The buzzer on the apartment door makes a high pitched squealing sound as Jim allows entrance into the building. Running up the stairs, I almost knock an older lady down, and I quickly apologize, feeling quite silly. All because I have this funny feeling in the pit of my stomach.
“Hey!” Jim pounces on me for a hug at the door. “Come on in and have a seat!”
“Thank you, Jim.” We make small talk while the soup simmers in the pot on the stove. As I gaze around the room, I see many books, and pieces furniture that once belonged to matching sets, but are now thrown together as if it didn’t matter anymore. One coffee table, a red oak stained dark, had a familiar frame on it, silver with Xs and hearts. In that frame is a picture of me. Upon another glance, I notice that half the picture is ripped out. “Jim… where did you get this?” I ask, pointing at the frame.

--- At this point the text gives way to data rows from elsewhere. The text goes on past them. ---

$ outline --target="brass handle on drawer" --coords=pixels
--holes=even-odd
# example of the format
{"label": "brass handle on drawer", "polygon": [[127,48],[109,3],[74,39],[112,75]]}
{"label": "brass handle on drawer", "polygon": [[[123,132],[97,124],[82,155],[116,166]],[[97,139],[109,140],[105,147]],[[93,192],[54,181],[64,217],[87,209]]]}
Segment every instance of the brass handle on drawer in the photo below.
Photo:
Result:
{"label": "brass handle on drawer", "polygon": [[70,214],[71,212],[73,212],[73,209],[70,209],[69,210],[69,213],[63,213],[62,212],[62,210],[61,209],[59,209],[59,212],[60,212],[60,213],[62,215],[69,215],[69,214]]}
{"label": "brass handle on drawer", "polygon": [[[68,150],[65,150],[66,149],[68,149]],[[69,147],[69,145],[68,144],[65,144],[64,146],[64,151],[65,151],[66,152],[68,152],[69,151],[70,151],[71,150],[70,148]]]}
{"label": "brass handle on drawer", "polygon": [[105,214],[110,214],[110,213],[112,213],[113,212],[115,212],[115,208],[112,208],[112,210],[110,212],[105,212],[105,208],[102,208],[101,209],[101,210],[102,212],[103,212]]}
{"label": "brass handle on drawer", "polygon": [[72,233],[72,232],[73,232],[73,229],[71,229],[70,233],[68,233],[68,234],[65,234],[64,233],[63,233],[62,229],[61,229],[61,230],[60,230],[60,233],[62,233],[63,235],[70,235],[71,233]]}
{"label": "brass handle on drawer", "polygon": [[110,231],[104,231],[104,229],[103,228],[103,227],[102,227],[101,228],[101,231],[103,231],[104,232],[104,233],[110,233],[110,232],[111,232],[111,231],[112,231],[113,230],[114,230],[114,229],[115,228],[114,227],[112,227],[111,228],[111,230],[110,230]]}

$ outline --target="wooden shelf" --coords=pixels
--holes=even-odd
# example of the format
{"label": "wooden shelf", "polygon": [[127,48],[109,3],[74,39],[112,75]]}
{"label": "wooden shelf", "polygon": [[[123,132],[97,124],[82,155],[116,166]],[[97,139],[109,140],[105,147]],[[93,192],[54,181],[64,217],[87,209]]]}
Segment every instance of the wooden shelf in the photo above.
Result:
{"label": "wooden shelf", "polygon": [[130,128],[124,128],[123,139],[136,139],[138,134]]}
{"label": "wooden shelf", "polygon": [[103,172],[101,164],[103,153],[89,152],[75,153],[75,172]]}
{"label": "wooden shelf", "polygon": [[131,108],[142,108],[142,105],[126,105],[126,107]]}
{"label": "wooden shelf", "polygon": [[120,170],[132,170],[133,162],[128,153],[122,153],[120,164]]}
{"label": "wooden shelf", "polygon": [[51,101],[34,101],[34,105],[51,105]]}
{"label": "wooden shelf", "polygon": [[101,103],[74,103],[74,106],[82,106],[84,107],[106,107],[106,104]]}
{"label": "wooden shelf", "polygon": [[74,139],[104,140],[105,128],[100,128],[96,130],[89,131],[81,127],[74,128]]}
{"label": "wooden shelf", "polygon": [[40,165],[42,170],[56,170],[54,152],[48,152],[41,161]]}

He looks around, trying to understand what is happening. I wish that I did. Finally, he looks to where I am pointing and answers, “I found it.” I just look at him, not quite knowing how to react. I have mixed feelings of recognizance, bewilderment and pain: as if there were millions of spiders crawling over my body, and some are biting.
“If you really must know, I’ll tell you.” Jim’s voice changes. It takes on a new tone, one that is fierce and spiteful and he walks to the door. “I took it. And I kept it. It is mine now. You see,” as he changes to a voice that a little boy may use, “I found you first and my cousin didn’t deserve you. He was a jealous man. He didn’t like me looking at you, but it’s my right. I felt that it was my duty to rescue you from that controlling dragon, and remove any sins he made you commit. And that is what I am doing. There is only one step left,” he says as he approaches the couch again after locking the door. He holds up his hand and, to my surprise, in it is a serrated kitchen knife.